Anyone know why text-to-image models have so many fewer parameters than text mod...

Sohcahtoa82 · on Aug 2, 2024

The way someone explained it to me is that text-to-image models are essentially just de-noisers.

They train them by taking an image with a label, ie, "cat", and then adding some noise to it, run a training step, add more noise, run another step, and so on until the image is total (or near total) noise and still being told it's a cat.

Then, when you want to generate "cat", you start with noise, and it finds a cat in the noise and cancels some of the noise repeatedly.
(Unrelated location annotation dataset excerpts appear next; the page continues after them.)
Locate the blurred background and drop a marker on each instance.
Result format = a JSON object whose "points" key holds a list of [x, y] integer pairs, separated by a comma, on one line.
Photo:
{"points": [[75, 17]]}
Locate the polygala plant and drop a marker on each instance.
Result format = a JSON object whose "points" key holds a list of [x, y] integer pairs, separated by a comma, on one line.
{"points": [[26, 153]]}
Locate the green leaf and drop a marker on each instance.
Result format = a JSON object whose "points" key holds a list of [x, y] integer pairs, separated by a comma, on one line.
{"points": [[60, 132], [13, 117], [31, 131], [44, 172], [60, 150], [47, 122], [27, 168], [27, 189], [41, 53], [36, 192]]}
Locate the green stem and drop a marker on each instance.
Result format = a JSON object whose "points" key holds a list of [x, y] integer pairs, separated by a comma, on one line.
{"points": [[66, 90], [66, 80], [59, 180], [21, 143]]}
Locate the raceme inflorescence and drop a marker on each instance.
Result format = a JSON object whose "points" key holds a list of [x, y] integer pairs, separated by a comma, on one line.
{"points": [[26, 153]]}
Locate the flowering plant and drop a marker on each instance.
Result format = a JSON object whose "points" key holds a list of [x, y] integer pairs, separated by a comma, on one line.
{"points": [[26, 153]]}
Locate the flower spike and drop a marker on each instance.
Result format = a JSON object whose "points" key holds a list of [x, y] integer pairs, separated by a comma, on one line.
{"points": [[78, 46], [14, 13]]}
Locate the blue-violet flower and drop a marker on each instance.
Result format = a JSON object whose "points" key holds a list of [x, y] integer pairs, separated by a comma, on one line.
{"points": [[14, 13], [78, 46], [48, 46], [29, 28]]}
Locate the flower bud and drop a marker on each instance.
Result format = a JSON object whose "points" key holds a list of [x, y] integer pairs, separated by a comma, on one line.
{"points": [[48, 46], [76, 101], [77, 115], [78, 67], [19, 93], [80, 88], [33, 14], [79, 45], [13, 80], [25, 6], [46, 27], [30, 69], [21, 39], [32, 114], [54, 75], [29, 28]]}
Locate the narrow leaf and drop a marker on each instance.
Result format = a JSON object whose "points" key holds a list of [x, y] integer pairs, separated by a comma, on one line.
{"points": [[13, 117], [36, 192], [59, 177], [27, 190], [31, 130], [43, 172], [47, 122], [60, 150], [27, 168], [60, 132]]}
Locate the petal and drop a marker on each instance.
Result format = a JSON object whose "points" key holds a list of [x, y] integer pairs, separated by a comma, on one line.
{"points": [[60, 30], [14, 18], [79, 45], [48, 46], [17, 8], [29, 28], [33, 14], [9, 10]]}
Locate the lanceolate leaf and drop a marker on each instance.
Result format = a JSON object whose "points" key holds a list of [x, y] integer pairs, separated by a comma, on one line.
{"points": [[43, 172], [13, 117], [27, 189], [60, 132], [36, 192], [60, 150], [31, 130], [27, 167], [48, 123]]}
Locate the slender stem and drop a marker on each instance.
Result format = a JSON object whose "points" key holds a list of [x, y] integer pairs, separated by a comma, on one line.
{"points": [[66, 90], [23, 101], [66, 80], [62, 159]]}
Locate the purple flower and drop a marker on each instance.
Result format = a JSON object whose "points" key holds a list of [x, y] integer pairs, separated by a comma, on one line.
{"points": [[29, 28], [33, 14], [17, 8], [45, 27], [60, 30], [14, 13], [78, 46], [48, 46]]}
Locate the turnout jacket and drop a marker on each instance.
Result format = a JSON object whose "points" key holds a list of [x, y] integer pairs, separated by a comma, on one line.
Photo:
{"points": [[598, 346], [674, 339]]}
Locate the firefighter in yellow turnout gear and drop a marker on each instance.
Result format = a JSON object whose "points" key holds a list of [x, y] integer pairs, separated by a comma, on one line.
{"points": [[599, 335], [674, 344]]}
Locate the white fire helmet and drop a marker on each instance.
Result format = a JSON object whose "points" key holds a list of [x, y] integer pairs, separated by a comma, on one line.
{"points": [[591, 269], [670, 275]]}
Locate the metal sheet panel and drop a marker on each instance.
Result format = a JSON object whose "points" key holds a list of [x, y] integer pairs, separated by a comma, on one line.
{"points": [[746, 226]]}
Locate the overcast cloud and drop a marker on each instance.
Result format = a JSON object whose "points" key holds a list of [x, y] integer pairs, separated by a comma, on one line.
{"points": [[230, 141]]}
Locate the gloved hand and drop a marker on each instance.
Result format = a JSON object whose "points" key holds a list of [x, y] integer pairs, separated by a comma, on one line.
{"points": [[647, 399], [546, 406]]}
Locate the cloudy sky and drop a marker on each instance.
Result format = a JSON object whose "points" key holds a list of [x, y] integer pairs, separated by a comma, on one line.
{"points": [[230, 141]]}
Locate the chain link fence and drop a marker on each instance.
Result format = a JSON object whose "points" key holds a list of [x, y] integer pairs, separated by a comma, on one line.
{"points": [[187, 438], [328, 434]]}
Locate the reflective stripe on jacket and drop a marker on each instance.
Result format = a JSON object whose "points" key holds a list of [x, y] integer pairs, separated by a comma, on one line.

If you're able to watch an image get generated, sometimes you'll even see two cats on top of each other, but one ends up fading away.

Turns out, these denoisers don't require that many parameters, and if your resulting image has a few pixels that are just a tiny bit off color, you won't even notice.

minimaxir · on Aug 1, 2024

Diffusion is very efficient encoding/decoding.

The only reason that diffusion isn't used for text is because text requires discrete outputs.

astrange · on Aug 2, 2024

But see: https://arxiv.org/pdf/2407.15595

ZoomerCretin · on Aug 2, 2024

Thank you for the explanation!

fennecbutt · on Aug 6, 2024

If a wurd is misspelt then you notis right away.

If a pixel is just slightly the wrong shade of green, nobody really cares.